Wednesday, April 15, 2015

How Does Aquaponics Work?

A simplified explanation...

Take a pot of clean fresh water.

Put a fish in it.

Feed the fish.

When the water gets dirty then pour that water on a potted plant that is potted in such a way so that the excess water can be captured as it slowly drains out of the plant pot. A lot of sand in the pot might do the trick.

Replace the dirty fish water with clean fresh water.

Repeat that process as often as necessary to keep both fish and plant growing healthy and strong.

That approach would probably work with just 1 fish and perhaps 1 plant. And maybe as your fish got bigger you could add more plants. The fish excrement would provide the necessary nutrients to feed the plant and the plant would filter the water so that it remained safe for the fish just as plants and fish coexist in nature.

Problem is: when you add a second fish and a third, a forth, a fifth and eventually you've got thousands of fish... Wait, that will never happen. There's no way you can pour water from pot to pot that fast doing it by hand, you'll end up having a fish kill long before you get to thousands of fish.

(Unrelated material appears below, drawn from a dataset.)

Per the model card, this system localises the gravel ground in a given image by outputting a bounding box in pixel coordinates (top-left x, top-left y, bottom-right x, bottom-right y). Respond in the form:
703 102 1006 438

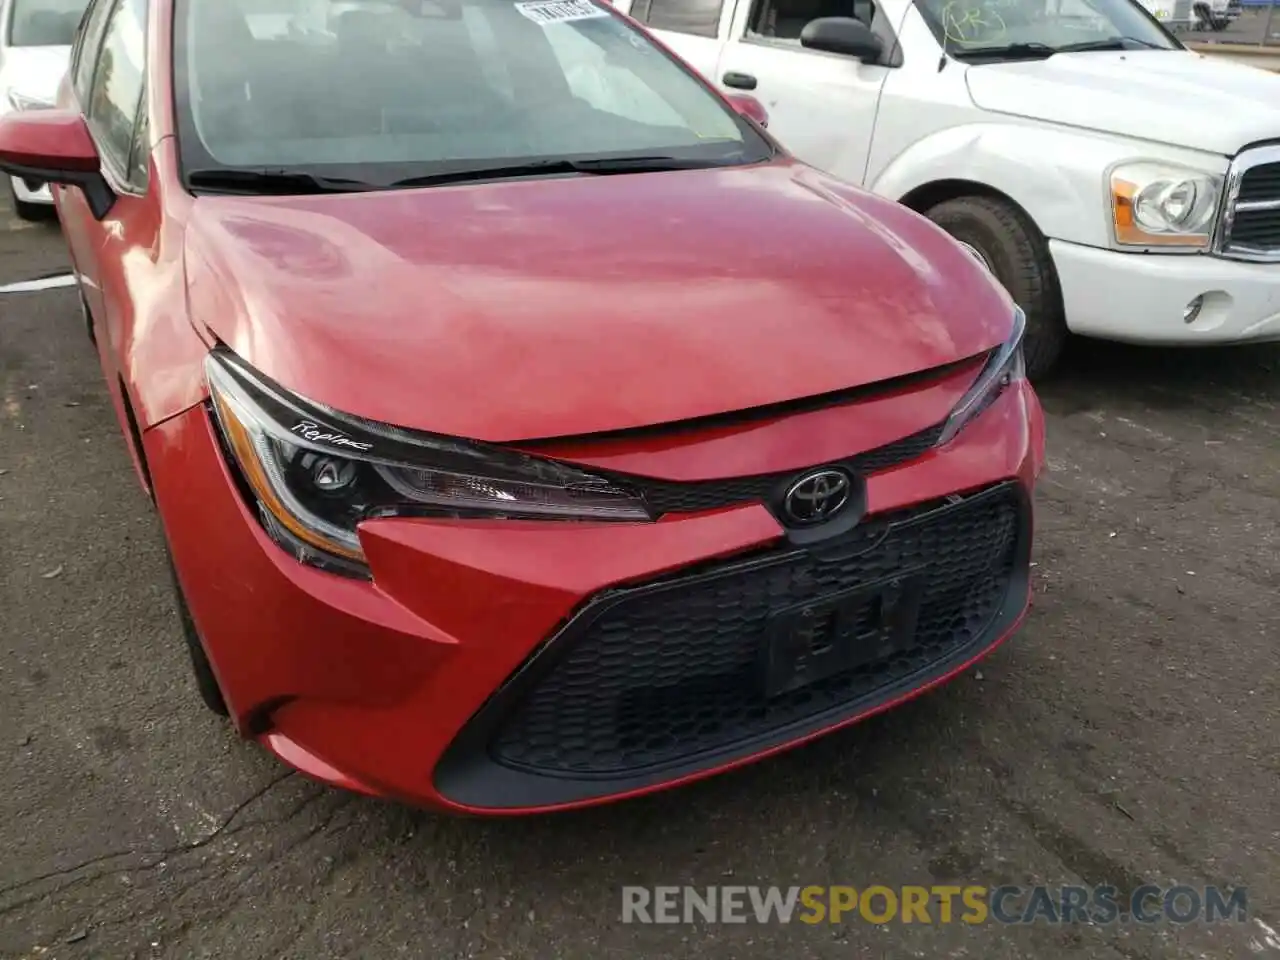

At least, you'd better hope your fish kill comes early.

At some point you're going to need an electric powered pumping system to pump the excrement and nutrient rich water up to the plants where gravity can let it fall back down to the fish tank. At some point you're probably going to need filters to improve water quality to keep your fish healthy. And you're almost certain to need to add oxygen to the water to support the large numbers of fish you'll be stocking in your tanks.

Aquaponics simply mimics the natural cycle of water contaminated with animal waste to compost to plant food to clean water returned to the pond. The difference is: in Aquaponics we use technology to push the boundaries and increase production of fish and plants. What we're really doing is concentrating and speeding up the process.

From Wikipedia:

"Aquaponics /ˈækwəˈpɒnɨks/, is a food production system that combines conventional aquaculture (raising aquatic animals such as snails, fish, crayfish or prawns in tanks) with hydroponics (cultivating plants in water) in a symbiotic environment. In normal aquaculture, excretions from the animals being raised can accumulate in the water, increasing toxicity. In an aquaponic system, water from an aquaculture system is fed to a hydroponic system where the by-products are broken down by nitrification bacteria into nitrates and nitrites, which are utilized by the plants as nutrients. The water is then recirculated back to the aquaculture system."

Also from Wikipedia:

"The development of modern aquaponics is often attributed to the various works of the New Alchemy Institute and the works of Dr. Mark McMurtry et al. at the North Carolina State University." 


That's right, modern Aquaponics was pioneered here in North Carolina over 30 years ago at taxpayer expense. I think it's time we capitalized on it.